Kirkus Reviews QR Code
LIGHT COME SHINING by Andrew McCarron

LIGHT COME SHINING

The Transformations of Bob Dylan

by Andrew McCarron

Pub Date: Jan. 2nd, 2017
ISBN: 978-0-19-931347-1
Publisher: Oxford Univ.

An academic and poet gamely attempts to unravel Bob Dylan’s cryptic psyche.

This slim, occasionally dense study could easily be retitled “Bob’s Three Crises,” framed as it is by a trio of what McCarron (Religion, Philosophy, and Ethics/Trinity School, New York City; Mysterium: Poems, 2015, etc.) deems major turning points in the songwriter’s life and career: his 1966 motorcycle accident, his mid-1970s conversion to Christianity, and his newfound creative spark in the late 1980s. All three, argues the author, are manifestations of a consistent “script” in which Dylan confronts his fear of death, becomes transfigured, and channels that transfiguration in new ways into his music.
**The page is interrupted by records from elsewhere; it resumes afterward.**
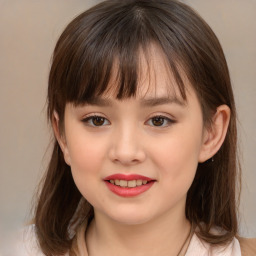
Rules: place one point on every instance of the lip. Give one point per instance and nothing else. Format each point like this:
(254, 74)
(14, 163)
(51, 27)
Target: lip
(126, 191)
(120, 176)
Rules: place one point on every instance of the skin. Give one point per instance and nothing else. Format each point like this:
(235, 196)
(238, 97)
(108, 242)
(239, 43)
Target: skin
(129, 142)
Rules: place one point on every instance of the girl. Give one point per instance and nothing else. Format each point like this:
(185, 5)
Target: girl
(145, 153)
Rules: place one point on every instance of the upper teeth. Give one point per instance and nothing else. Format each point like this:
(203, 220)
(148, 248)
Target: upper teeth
(130, 183)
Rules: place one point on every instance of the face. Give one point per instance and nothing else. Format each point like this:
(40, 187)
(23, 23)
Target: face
(115, 146)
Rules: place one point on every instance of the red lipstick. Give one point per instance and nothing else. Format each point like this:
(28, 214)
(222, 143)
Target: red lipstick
(128, 191)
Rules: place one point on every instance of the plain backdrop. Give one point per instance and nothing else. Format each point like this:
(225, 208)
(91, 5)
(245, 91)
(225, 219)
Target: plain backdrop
(28, 32)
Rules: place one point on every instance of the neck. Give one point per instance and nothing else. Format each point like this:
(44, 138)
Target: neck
(161, 236)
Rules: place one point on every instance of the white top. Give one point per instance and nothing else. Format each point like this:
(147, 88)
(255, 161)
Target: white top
(27, 246)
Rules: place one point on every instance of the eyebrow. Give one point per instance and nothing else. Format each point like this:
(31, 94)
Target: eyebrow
(148, 102)
(152, 102)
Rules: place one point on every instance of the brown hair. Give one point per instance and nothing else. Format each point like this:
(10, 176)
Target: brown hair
(81, 69)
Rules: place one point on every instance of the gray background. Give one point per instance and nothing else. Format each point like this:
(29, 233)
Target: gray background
(28, 33)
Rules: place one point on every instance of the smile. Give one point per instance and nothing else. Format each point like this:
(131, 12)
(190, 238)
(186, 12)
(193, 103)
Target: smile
(128, 185)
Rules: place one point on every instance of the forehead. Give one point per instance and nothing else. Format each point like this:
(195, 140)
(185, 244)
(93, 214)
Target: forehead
(155, 79)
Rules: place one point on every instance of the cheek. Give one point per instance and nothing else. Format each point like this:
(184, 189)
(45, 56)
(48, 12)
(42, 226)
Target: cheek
(177, 157)
(86, 154)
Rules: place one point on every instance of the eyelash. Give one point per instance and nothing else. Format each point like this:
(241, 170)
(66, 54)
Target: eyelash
(88, 120)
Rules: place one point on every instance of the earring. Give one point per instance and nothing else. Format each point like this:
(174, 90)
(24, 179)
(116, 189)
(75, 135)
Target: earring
(210, 160)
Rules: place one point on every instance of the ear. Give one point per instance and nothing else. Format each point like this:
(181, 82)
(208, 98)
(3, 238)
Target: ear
(214, 136)
(60, 136)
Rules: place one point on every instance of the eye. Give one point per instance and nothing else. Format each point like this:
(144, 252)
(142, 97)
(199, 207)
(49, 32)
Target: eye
(96, 121)
(160, 121)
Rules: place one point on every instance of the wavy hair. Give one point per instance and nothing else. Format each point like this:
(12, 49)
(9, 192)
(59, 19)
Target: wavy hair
(82, 66)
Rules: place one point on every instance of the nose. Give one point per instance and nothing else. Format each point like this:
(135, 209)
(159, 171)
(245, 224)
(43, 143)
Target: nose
(127, 147)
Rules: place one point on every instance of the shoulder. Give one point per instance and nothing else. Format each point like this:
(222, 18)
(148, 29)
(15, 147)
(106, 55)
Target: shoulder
(248, 246)
(199, 247)
(25, 243)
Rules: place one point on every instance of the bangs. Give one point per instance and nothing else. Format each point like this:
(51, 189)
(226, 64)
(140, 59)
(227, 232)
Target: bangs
(103, 48)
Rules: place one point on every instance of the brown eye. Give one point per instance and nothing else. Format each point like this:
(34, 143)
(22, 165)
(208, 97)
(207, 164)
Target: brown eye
(95, 121)
(98, 120)
(158, 121)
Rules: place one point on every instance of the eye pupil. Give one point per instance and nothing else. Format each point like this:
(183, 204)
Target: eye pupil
(98, 121)
(158, 121)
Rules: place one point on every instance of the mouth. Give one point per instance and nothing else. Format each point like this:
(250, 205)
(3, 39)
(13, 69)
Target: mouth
(128, 185)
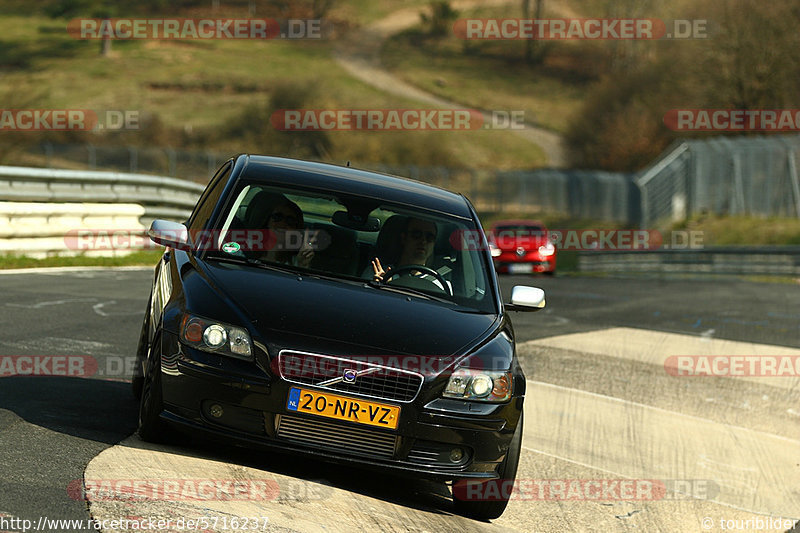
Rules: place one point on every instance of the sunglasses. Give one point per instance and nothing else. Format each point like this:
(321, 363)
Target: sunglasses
(418, 234)
(291, 220)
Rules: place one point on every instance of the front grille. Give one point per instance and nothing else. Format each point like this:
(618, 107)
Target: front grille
(336, 436)
(374, 381)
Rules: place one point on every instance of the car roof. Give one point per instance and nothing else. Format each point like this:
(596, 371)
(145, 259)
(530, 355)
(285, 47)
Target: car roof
(346, 180)
(518, 222)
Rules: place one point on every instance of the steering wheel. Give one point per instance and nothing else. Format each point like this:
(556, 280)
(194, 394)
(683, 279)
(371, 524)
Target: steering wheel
(421, 268)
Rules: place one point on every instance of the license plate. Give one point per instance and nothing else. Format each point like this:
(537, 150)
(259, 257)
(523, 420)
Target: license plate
(521, 268)
(343, 408)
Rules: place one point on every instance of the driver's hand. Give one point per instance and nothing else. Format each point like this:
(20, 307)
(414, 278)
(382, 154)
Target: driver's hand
(306, 252)
(380, 273)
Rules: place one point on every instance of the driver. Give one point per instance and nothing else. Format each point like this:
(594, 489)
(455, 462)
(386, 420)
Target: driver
(417, 241)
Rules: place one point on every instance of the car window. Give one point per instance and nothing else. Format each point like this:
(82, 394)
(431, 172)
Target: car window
(208, 200)
(296, 230)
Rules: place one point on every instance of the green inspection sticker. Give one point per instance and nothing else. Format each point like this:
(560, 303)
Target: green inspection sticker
(231, 247)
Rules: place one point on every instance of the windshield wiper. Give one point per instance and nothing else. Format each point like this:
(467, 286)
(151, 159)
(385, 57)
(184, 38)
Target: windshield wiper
(251, 262)
(408, 290)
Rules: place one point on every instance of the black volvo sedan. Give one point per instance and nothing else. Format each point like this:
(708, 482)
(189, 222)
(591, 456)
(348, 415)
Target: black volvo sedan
(340, 314)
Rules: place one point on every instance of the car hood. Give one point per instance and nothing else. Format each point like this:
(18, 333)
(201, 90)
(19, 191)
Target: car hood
(335, 317)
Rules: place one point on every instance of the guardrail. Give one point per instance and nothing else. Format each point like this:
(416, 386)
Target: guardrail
(160, 196)
(741, 260)
(40, 209)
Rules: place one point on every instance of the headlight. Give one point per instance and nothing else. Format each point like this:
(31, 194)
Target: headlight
(479, 385)
(216, 337)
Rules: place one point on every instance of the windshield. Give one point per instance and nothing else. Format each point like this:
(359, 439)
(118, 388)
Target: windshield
(353, 238)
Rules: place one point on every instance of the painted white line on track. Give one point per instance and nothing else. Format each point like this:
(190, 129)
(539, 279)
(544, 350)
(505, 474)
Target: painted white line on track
(60, 270)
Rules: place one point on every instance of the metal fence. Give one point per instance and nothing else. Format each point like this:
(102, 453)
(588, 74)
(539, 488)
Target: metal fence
(195, 166)
(724, 175)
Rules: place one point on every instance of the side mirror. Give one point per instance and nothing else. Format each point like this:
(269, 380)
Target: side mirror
(526, 299)
(168, 233)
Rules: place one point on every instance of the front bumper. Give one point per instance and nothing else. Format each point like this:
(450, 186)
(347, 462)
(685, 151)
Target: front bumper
(239, 402)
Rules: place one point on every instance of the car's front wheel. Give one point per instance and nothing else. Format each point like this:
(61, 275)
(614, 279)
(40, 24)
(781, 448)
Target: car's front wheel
(137, 382)
(486, 500)
(151, 427)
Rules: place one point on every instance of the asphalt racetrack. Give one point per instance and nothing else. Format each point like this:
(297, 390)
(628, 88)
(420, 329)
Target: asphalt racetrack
(612, 440)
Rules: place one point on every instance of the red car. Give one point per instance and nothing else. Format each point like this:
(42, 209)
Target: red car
(522, 247)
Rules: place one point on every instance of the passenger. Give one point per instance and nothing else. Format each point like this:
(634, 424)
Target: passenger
(285, 222)
(417, 242)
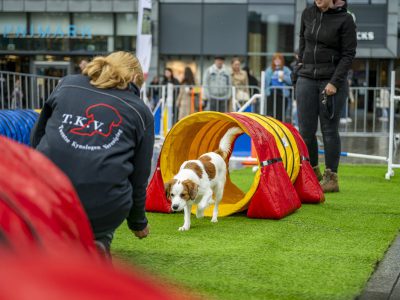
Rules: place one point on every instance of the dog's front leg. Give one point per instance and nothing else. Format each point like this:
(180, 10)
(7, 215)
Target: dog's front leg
(186, 218)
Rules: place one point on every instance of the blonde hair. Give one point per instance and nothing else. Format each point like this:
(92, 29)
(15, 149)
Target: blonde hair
(114, 71)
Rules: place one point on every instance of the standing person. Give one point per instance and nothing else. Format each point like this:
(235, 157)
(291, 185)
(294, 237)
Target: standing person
(217, 86)
(154, 91)
(240, 81)
(17, 95)
(327, 47)
(185, 92)
(170, 79)
(97, 130)
(277, 76)
(253, 82)
(82, 64)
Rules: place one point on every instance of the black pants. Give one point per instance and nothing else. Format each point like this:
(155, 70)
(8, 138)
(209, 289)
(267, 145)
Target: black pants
(310, 108)
(103, 243)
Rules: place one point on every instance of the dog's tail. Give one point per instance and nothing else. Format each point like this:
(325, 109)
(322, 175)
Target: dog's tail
(225, 144)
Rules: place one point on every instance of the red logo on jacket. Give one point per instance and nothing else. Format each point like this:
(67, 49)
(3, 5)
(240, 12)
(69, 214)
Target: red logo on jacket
(90, 125)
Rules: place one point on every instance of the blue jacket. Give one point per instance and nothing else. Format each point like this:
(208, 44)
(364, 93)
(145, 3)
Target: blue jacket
(103, 141)
(286, 80)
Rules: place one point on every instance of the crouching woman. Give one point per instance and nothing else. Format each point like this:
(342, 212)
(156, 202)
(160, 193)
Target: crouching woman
(97, 130)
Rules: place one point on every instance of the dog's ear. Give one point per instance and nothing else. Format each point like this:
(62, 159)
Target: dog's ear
(192, 188)
(167, 187)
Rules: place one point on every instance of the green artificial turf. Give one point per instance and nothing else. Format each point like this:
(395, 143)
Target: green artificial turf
(325, 251)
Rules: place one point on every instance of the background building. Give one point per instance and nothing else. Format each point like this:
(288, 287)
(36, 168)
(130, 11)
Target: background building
(192, 32)
(51, 36)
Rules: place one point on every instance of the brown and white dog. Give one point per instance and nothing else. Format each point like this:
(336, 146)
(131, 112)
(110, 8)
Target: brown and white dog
(199, 180)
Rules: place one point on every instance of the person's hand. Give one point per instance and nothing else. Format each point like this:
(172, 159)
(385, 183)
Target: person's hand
(142, 233)
(330, 89)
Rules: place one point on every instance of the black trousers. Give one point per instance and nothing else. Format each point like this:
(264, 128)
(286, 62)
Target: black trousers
(103, 243)
(310, 108)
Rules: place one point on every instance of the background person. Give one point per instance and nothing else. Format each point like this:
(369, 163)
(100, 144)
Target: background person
(240, 81)
(327, 47)
(169, 78)
(277, 76)
(217, 86)
(184, 98)
(82, 64)
(97, 130)
(17, 95)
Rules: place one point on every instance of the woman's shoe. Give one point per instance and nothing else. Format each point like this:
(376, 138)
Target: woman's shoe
(329, 182)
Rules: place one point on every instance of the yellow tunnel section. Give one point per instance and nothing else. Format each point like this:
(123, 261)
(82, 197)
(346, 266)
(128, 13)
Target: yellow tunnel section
(201, 132)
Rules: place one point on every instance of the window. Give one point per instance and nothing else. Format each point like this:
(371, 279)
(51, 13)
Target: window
(271, 29)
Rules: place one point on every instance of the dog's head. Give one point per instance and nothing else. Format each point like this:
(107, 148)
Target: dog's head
(180, 193)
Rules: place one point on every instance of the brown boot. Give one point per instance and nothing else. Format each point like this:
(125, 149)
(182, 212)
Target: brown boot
(317, 172)
(329, 182)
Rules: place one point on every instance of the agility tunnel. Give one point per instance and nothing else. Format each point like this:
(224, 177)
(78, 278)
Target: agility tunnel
(17, 124)
(284, 179)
In coming to these conclusions, McCarron had no assistance from Dylan himself or those close to him; this work of “psychobiography” is based solely on a close study of Dylan’s interviews, writing, and performances. Though the author’s discussion of psychobiology is often leaden, overall the book is an insightful and often persuasive work, particularly in how spiritual themes (especially apocalyptic ones) persist in Dylan’s music. (Counter to the assumption that Dylan cast off his Christianity sometime in the early 1980s, McCarron finds plenty of evidence that the faith still matters to him.) Beyond Dylan’s music career, McCarron also explores the influence of his Jewish background, his growing up during the Cold War, and his upbringing in rural Minnesota as playing essential roles in his story. Themes of escape and despair keep pushing him to write his own story, oftentimes making up pieces of his biography. Though McCarron isn’t prone to rhapsodizing about Dylan’s music, his critical remove has an upside: rather than focusing on the touchstones that fans would highlight, he explores less-appreciated works that Dylan himself was passionate about—e.g., the film flop Renaldo and Clara or his much-performed song “In the Garden.” In the process, he suggests an alternate history that feels closer to reality than mythology.

McCarron successfully makes a mysterious figure a touch less mysterious.